Reputation: 91
I would like to understand how to apply inverse transformation in a pipeline, and not using the StandardScaler
function directly.
The code that I am using is the following:
import pandas as pd
import numpy as np
from sklearn.cluster import KMeans
from sklearn.compose import ColumnTransformer
from sklearn.preprocessing import OneHotEncoder, StandardScaler
categoric = X.select_dtypes(['object']).columns
numeric = X.select_dtypes(['int']).columns
tf = ColumnTransformer([('onehot', OneHotEncoder(), categoric),
('scaler', StandardScaler(), numeric)])
X_preprocessed = tf.fit_transform(X)
model = KMeans(n_clusters=2, random_state=24)
model.fit(X_preprocessed)
After getting the output of a given model (KMeans in this case), how can I get back the original scale of the numeric
values of any X dataframe?
I know StandardScaler
has a method (.inverse_transformation
) to do that, but my question arises in the use of a pipeline with ColumnTransformer
.
P.S.: The objective of doing so is to interpret the centroids of the model.
Upvotes: 8
Views: 5721
Reputation: 61
You might have already found a solution, but I had a similar issue.

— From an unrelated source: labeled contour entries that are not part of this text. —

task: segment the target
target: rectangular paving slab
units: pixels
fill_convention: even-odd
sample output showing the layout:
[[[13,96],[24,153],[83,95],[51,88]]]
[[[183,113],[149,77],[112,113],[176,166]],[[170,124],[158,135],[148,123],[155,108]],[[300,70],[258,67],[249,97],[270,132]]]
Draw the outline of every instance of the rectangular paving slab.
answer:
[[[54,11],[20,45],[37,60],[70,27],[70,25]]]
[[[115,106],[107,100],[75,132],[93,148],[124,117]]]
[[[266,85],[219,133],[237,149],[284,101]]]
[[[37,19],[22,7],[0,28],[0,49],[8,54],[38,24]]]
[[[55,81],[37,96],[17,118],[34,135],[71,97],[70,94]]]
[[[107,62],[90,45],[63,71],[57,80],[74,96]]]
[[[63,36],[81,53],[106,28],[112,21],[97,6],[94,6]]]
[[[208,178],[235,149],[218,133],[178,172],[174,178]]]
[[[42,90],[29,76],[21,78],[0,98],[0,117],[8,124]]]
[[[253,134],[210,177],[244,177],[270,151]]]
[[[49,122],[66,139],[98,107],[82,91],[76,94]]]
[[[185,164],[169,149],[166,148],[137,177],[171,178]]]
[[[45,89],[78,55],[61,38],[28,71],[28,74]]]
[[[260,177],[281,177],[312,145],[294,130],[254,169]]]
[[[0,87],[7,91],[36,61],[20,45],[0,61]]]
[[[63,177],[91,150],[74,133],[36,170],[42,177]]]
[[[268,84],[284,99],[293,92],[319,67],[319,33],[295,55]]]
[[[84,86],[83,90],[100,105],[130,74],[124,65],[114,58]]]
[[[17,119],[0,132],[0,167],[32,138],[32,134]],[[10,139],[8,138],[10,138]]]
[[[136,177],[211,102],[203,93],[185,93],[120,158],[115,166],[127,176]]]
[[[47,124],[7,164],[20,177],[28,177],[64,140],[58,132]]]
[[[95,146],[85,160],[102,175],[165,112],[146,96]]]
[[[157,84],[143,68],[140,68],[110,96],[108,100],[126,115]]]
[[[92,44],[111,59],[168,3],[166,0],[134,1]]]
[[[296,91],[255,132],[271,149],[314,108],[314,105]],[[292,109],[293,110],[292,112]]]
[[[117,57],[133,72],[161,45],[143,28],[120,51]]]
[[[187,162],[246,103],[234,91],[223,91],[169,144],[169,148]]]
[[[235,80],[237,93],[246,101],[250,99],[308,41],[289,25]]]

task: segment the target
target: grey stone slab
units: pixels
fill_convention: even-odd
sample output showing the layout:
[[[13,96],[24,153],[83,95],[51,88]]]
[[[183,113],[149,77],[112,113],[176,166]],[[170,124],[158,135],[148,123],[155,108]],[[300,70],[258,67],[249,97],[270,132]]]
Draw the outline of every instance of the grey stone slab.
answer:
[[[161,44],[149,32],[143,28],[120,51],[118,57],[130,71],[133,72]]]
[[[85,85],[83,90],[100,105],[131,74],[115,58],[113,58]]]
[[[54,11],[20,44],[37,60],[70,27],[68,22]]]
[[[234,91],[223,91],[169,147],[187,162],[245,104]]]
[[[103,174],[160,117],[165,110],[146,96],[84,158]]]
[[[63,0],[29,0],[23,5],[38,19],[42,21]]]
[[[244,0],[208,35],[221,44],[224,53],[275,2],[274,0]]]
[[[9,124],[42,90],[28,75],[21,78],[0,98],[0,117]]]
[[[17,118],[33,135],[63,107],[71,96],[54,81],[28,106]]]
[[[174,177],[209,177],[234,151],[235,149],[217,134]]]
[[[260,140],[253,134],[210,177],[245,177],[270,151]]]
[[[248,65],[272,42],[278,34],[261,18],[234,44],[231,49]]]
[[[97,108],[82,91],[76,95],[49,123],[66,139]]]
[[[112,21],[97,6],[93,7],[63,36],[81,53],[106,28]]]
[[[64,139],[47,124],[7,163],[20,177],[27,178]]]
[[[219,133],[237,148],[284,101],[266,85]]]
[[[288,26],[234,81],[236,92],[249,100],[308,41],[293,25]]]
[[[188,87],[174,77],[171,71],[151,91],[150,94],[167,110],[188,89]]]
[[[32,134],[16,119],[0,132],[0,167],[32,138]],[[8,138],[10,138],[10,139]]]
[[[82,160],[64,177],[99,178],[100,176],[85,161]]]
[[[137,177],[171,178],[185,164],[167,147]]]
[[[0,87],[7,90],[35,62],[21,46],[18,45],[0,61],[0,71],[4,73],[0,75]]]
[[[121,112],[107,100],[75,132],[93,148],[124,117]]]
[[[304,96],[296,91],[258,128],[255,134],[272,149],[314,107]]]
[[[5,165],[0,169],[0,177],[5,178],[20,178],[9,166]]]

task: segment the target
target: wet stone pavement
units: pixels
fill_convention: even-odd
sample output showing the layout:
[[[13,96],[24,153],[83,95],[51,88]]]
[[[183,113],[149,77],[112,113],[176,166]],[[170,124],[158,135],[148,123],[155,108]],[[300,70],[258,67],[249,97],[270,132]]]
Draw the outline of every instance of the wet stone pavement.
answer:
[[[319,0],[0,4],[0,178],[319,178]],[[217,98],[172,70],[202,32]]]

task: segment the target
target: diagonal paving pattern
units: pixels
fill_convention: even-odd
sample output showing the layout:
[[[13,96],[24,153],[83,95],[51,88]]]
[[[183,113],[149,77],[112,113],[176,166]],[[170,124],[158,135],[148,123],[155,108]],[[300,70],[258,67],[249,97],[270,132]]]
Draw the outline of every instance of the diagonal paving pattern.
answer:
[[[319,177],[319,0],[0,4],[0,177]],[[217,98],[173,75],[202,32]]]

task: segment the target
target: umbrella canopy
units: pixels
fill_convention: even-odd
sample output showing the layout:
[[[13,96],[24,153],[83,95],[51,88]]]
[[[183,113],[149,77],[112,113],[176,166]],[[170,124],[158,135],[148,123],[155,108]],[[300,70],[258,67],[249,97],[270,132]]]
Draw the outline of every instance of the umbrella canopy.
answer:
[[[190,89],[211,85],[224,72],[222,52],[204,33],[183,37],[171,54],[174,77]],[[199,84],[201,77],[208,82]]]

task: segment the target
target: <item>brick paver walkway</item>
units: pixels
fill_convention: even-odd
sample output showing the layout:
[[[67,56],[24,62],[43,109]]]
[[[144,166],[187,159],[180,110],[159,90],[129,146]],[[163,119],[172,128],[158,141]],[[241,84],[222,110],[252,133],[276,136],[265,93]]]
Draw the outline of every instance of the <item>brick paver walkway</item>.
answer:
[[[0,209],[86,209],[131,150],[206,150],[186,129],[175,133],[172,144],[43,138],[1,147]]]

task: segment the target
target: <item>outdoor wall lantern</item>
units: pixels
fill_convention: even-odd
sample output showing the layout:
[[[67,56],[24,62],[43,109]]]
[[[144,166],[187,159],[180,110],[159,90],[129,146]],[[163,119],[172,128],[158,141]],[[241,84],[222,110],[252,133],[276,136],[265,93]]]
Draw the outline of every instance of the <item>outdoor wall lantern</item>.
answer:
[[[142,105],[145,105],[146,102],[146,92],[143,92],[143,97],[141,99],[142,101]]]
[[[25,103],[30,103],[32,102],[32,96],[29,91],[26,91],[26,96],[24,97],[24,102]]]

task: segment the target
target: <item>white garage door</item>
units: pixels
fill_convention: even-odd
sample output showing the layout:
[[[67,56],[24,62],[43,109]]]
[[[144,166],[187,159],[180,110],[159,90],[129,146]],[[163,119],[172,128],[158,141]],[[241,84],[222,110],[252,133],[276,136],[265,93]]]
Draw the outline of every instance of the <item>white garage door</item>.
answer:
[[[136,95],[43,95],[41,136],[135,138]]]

I am working with pandas and would like the ColumnTransformer to return a dataframe again. I do this by placing the column names back in order as they are used in the columntransformer, but I wanted to make sure it was correct so I wanted to inverse the transformation and check if it returned the original dataframe and thus hadn't mislabeled any columns.
There are 2 ways to access the sub-transformers inside your tf:
tf.transformers_[1][1] # second transformer, 2nd item being the actual class
tf.named_transformers_['scaler']
You can then call the inverse_transform for that particular sub-transformer. This only gives you the ability to do the inverse with one of the transformers so you'd have to then reconstruct your dataset by appending the results of both into 1 frame again.
Upvotes: 2